Importance of Data Normalization Prior to Analytics

datasciencedojo · February 27, 2019, 2:10am

Organizations are investing heavily in technology as artificial intelligence techniques, such as machine learning, continue to gain traction across several industries.

A Price Water Cooper Survey pointed out that 40% of business executives in 2018 make major decisions at least once every 30 days using data and this is constantly increasing
A Gartner study states the 40% of enterprise data is either incomplete, inaccurate or unavailable

As the speed of data coming into the business increases with the Internet of Things starting to become more mature, the risk of disconnected and siloed data grows if it is poorly managed within the organization. Gartner has suggested that a lack of data quality control costs average businesses up to $14 million per year.

The adage of “garbage in, garbage out” still plagues analytics and decision making and it is fundamental that businesses realize the importance of clean and normalized data before embarking on any such data driven projects.

When most people talk about clean data, they think it means getting rid of duplicates from their system which, although important, is only the first step in quality control and there are more advanced methods to truly optimize and streamline your data.

There are two key schools of thought on good practice for data management; normalization and standardization. Both have their place in a data governance and/or preparation strategy.

A data normalization strategy takes a database and organizes it into specific tables and columns with the purpose of reducing duplication, avoiding data modification issues and simplifying queries. All information is stored logically in one central location which reduces the propensity for inconsistent data (sometimes known as a “single source of truth”). In simple terms, it ensures your data looks and reads the same across all records.

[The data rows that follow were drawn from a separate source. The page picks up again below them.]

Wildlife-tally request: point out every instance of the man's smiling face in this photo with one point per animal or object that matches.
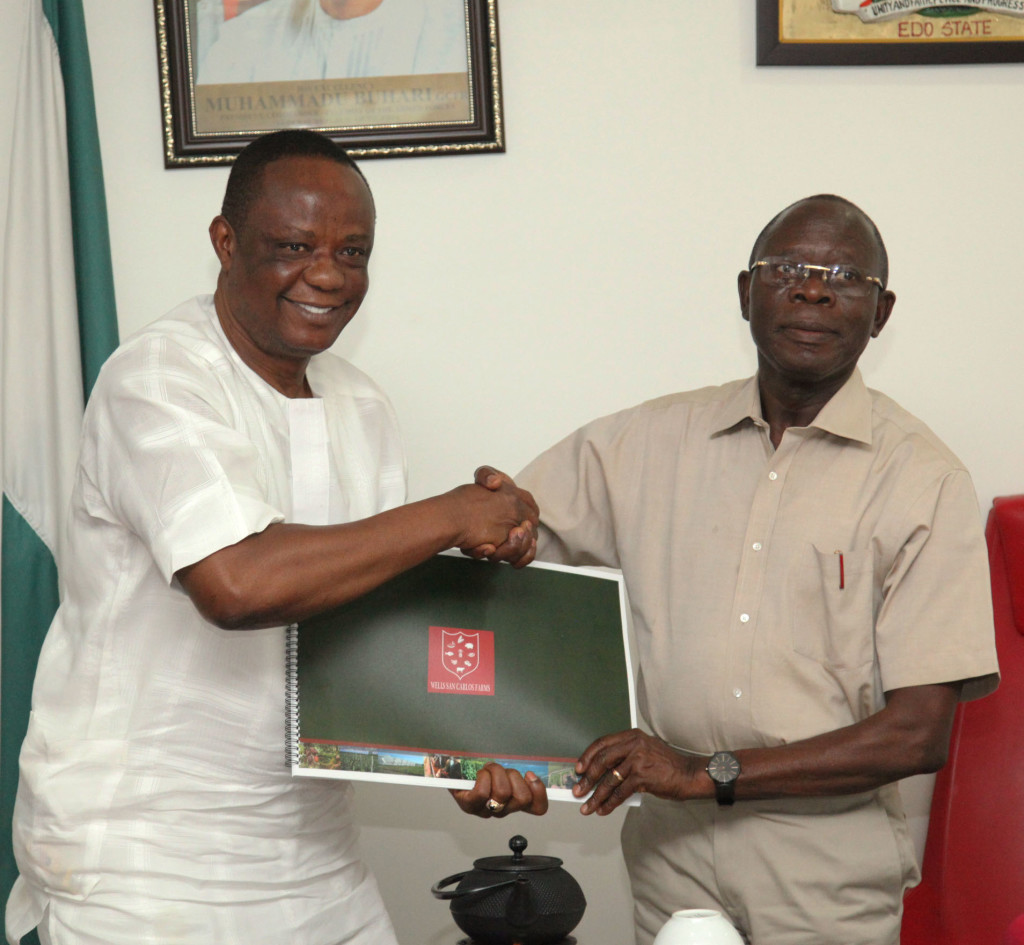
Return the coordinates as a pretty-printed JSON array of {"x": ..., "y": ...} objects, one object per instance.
[{"x": 295, "y": 271}]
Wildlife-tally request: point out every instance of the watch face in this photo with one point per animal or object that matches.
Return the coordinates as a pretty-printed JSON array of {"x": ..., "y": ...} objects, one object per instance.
[{"x": 723, "y": 767}]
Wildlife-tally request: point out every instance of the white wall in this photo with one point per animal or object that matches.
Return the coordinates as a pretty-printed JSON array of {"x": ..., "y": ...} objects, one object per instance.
[{"x": 593, "y": 265}]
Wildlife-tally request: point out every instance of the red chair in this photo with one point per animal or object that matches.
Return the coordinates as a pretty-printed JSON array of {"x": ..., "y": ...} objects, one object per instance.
[{"x": 972, "y": 892}]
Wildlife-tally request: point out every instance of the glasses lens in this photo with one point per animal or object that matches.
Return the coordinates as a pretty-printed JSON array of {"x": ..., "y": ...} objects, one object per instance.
[{"x": 844, "y": 280}]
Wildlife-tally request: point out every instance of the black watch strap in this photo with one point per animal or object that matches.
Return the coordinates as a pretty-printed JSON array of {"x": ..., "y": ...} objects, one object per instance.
[{"x": 723, "y": 769}]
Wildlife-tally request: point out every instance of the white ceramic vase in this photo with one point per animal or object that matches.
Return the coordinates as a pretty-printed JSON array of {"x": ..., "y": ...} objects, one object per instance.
[{"x": 697, "y": 927}]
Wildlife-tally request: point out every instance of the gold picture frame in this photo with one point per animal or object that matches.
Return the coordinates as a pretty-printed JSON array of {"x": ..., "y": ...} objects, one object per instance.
[
  {"x": 889, "y": 32},
  {"x": 232, "y": 70}
]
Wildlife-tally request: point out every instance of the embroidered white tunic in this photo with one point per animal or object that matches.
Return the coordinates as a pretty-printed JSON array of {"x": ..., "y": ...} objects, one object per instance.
[{"x": 155, "y": 804}]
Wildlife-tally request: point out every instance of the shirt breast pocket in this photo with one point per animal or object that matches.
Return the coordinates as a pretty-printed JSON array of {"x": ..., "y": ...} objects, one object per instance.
[{"x": 832, "y": 608}]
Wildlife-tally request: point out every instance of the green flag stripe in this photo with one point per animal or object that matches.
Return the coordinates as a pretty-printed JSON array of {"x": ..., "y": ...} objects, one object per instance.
[
  {"x": 93, "y": 271},
  {"x": 25, "y": 616}
]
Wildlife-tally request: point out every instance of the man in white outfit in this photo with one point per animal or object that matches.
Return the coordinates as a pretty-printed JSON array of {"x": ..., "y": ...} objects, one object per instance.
[{"x": 233, "y": 477}]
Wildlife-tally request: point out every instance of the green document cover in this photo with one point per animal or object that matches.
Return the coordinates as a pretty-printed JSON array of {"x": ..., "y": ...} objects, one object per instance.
[{"x": 458, "y": 662}]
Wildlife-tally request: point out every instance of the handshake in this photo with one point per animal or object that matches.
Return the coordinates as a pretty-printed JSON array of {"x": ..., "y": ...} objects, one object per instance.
[{"x": 497, "y": 519}]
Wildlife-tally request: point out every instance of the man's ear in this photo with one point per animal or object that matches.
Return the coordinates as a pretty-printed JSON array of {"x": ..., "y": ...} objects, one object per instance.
[
  {"x": 743, "y": 286},
  {"x": 223, "y": 240},
  {"x": 883, "y": 310}
]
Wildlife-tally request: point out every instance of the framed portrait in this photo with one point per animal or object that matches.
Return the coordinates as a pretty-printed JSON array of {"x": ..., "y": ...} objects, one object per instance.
[
  {"x": 383, "y": 78},
  {"x": 889, "y": 32}
]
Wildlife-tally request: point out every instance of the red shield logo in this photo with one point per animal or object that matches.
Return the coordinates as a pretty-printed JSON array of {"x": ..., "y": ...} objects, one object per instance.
[
  {"x": 460, "y": 652},
  {"x": 461, "y": 661}
]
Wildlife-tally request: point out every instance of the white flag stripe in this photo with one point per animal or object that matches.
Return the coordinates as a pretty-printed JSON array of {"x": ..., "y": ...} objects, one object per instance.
[{"x": 40, "y": 369}]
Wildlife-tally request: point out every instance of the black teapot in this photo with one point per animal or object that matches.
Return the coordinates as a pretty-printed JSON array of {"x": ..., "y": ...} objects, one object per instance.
[{"x": 514, "y": 900}]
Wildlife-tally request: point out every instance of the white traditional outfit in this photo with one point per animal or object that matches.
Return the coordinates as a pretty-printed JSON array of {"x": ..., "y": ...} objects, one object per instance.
[
  {"x": 155, "y": 805},
  {"x": 295, "y": 40}
]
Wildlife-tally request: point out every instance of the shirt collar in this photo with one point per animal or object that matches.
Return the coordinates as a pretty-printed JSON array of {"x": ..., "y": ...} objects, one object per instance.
[{"x": 847, "y": 415}]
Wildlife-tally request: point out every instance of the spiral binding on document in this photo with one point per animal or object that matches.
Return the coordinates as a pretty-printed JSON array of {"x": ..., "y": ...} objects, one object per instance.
[{"x": 292, "y": 695}]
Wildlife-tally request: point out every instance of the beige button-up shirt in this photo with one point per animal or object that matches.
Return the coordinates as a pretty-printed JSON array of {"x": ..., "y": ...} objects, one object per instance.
[{"x": 776, "y": 594}]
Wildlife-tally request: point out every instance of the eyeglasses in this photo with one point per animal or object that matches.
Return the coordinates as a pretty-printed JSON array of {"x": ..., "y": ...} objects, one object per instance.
[{"x": 845, "y": 281}]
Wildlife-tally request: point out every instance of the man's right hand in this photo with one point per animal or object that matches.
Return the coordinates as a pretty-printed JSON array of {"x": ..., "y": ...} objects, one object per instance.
[{"x": 518, "y": 516}]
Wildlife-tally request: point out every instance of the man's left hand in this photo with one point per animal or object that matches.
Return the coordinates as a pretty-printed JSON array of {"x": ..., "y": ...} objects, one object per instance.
[
  {"x": 500, "y": 791},
  {"x": 616, "y": 766}
]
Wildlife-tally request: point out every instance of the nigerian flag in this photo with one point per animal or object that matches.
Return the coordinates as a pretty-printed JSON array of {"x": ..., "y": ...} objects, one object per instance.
[{"x": 57, "y": 324}]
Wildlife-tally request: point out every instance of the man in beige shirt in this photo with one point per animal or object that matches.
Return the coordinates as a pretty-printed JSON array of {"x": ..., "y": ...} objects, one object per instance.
[{"x": 809, "y": 587}]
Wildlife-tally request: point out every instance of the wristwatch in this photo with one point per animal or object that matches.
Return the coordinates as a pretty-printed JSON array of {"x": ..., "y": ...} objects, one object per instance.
[{"x": 723, "y": 769}]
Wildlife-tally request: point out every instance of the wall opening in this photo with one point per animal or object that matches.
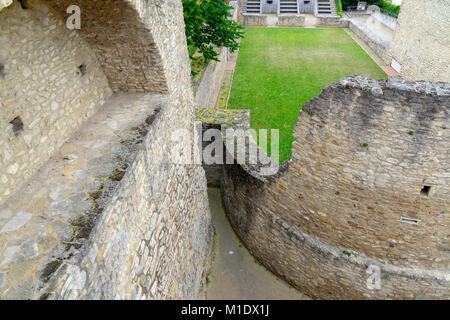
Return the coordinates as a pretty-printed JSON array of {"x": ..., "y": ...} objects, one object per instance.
[
  {"x": 409, "y": 220},
  {"x": 24, "y": 4},
  {"x": 425, "y": 190},
  {"x": 82, "y": 69},
  {"x": 17, "y": 125}
]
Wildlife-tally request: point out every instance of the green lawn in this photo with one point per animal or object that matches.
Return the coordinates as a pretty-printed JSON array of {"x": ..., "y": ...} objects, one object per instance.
[{"x": 279, "y": 69}]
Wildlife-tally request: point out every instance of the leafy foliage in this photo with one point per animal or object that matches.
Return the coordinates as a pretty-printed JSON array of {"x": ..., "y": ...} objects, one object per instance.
[
  {"x": 208, "y": 27},
  {"x": 339, "y": 7}
]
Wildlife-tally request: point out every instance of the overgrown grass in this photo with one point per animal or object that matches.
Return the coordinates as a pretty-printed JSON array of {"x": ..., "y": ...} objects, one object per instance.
[{"x": 279, "y": 69}]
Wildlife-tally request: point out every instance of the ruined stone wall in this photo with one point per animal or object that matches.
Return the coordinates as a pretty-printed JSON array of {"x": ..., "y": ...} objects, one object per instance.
[
  {"x": 154, "y": 239},
  {"x": 44, "y": 95},
  {"x": 421, "y": 44},
  {"x": 122, "y": 41},
  {"x": 145, "y": 233},
  {"x": 381, "y": 47},
  {"x": 367, "y": 184}
]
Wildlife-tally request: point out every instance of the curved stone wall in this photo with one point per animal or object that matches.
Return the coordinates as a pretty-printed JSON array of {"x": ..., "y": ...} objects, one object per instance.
[
  {"x": 368, "y": 184},
  {"x": 154, "y": 237}
]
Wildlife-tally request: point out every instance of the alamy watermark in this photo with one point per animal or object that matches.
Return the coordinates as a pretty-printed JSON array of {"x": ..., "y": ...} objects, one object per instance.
[
  {"x": 74, "y": 20},
  {"x": 228, "y": 146}
]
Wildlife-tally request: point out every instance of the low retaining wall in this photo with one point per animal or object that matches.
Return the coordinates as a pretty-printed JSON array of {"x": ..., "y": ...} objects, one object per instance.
[
  {"x": 346, "y": 216},
  {"x": 331, "y": 22},
  {"x": 291, "y": 20},
  {"x": 208, "y": 88},
  {"x": 388, "y": 21},
  {"x": 206, "y": 91},
  {"x": 252, "y": 20},
  {"x": 381, "y": 48}
]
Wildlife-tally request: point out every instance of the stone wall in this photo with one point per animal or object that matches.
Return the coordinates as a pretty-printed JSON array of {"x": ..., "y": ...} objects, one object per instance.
[
  {"x": 331, "y": 22},
  {"x": 5, "y": 3},
  {"x": 122, "y": 41},
  {"x": 208, "y": 88},
  {"x": 381, "y": 47},
  {"x": 154, "y": 239},
  {"x": 44, "y": 95},
  {"x": 388, "y": 21},
  {"x": 421, "y": 43},
  {"x": 367, "y": 184},
  {"x": 148, "y": 233}
]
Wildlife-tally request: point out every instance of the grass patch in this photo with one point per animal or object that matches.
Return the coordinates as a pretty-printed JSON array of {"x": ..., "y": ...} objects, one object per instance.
[{"x": 279, "y": 69}]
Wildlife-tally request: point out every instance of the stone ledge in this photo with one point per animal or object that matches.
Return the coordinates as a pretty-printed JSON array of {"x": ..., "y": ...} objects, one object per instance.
[{"x": 51, "y": 217}]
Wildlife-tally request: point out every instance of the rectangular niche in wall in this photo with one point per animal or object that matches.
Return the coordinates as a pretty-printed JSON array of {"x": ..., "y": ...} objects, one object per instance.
[
  {"x": 17, "y": 125},
  {"x": 425, "y": 190}
]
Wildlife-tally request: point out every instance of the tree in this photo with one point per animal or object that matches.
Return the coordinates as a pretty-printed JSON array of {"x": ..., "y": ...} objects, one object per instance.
[{"x": 208, "y": 27}]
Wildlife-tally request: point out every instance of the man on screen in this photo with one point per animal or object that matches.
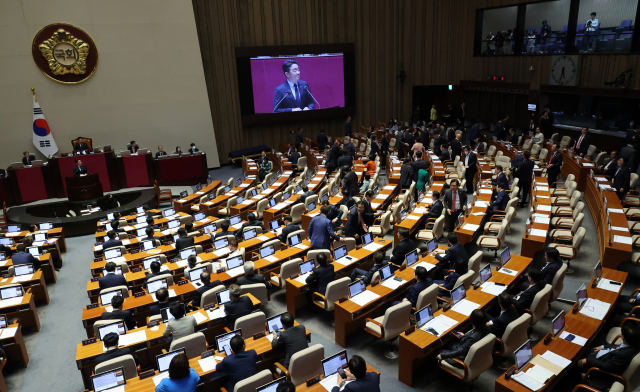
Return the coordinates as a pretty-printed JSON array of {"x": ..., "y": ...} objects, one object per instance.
[{"x": 293, "y": 95}]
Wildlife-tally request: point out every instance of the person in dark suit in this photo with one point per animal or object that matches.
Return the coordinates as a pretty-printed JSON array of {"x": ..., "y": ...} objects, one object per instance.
[
  {"x": 508, "y": 313},
  {"x": 111, "y": 344},
  {"x": 80, "y": 145},
  {"x": 379, "y": 263},
  {"x": 293, "y": 95},
  {"x": 118, "y": 314},
  {"x": 553, "y": 165},
  {"x": 79, "y": 169},
  {"x": 133, "y": 147},
  {"x": 288, "y": 229},
  {"x": 525, "y": 298},
  {"x": 404, "y": 247},
  {"x": 292, "y": 338},
  {"x": 322, "y": 275},
  {"x": 27, "y": 158},
  {"x": 459, "y": 348},
  {"x": 469, "y": 160},
  {"x": 240, "y": 365},
  {"x": 250, "y": 277},
  {"x": 455, "y": 202},
  {"x": 238, "y": 306},
  {"x": 612, "y": 358},
  {"x": 112, "y": 241},
  {"x": 110, "y": 279},
  {"x": 583, "y": 143},
  {"x": 184, "y": 241},
  {"x": 347, "y": 127},
  {"x": 361, "y": 380},
  {"x": 207, "y": 284}
]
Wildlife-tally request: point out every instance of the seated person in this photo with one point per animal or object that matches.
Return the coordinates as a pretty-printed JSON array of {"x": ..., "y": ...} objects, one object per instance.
[
  {"x": 112, "y": 241},
  {"x": 111, "y": 344},
  {"x": 250, "y": 277},
  {"x": 240, "y": 365},
  {"x": 110, "y": 279},
  {"x": 238, "y": 306},
  {"x": 379, "y": 262},
  {"x": 460, "y": 348},
  {"x": 293, "y": 339},
  {"x": 118, "y": 314},
  {"x": 361, "y": 380},
  {"x": 322, "y": 275},
  {"x": 449, "y": 282},
  {"x": 181, "y": 325}
]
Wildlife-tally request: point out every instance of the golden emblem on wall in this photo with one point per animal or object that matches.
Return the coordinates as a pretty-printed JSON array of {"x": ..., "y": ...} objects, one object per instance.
[{"x": 65, "y": 53}]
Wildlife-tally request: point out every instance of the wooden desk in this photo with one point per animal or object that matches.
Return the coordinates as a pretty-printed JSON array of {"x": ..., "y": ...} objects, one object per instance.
[{"x": 416, "y": 347}]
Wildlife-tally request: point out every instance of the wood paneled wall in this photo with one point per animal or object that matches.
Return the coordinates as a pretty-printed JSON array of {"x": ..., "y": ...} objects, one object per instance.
[{"x": 432, "y": 39}]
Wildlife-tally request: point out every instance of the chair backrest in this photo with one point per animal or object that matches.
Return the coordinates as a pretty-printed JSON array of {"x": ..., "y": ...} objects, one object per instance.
[
  {"x": 479, "y": 357},
  {"x": 252, "y": 383},
  {"x": 251, "y": 324},
  {"x": 194, "y": 344},
  {"x": 306, "y": 364},
  {"x": 125, "y": 361},
  {"x": 516, "y": 334},
  {"x": 540, "y": 304}
]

In the context of machine learning and data science, normalization takes the values from the database and where they are numeric columns, changes them into a common scale. For example, imagine you have a table with two columns and one contains values between 0 and 1 and the other contains values between 10,000 and 100,000. The huge differences in scale might cause problems if you attempt to do any analytics or modelling. Data normalization will take these two columns by creating a matching scale across all columns whilst maintaining the distribution e.g. 10,000 might become 0 and 100,000 becomes 1 with values in-between being weighted proportionality.

In real world terms, consider a dataset of credit card information which has two variables, one for the number of credit cards and the second for income. Using these attributes, you might want to create a cluster and find similar applicants. Both of these variables will be on completely different types of scale (income being much higher) and would therefore likely have a far greater influence on any results or analytics. Normalization removes the risk of this kind of bias.

The main benefits of normalization in analytical terms are that it allows faster searching and sorting as it is better at creating indexes via smaller, logical tables. Also, in having more tables, there is a better use of segments to control the tangible placement of data. There will be fewer nulls and redundant data after modelling any necessary columns and bias/issues with anomalies are greatly reduced by removing the differences in scale.

Normalization should not be confused with data standardization and it is important that both are considered within any strategy.

Data standardization takes disparate datasets and puts them on the same scale to allow easy comparison between different types of variable. It uses the average (mean) and the standard deviation of a dataset to achieve a standardized value of a column.

For example, let’s say a store sells $520 worth of chocolate in a day. We know that on average, the store sells $420 per day and has a standard deviation of $50. To standardize the $520 we would do a calculation as follows:

520-420/50 = 100/50 = 2 - our standardized value for this day is 2. If the sales were $600, we’d scale in a similar way as 600-420/50 = 180/50 = 3.6.

If all columns are done on a similar basis we quickly have a great base for analytics that is consistent and allows us to quickly spot correlations.

In summary, data normalization processes ensure that our data is structured logically and scaled proportionally where required, generally on a scale of 0 to 1. It tends to be used where you have predefined assumptions of your model. Data standardization can be used where you are dealing with multiple variables together and need to find correlations and trends via a weighted ratio.

By ensuring you have normalized data, the likelihood of success in your machine learning and data science projects vastly improves. It is vital that organizations invest as much in ensuring the quality of their data as they do in the analytical and scientific models that are created by it. Preparation is everything in a successful data strategy.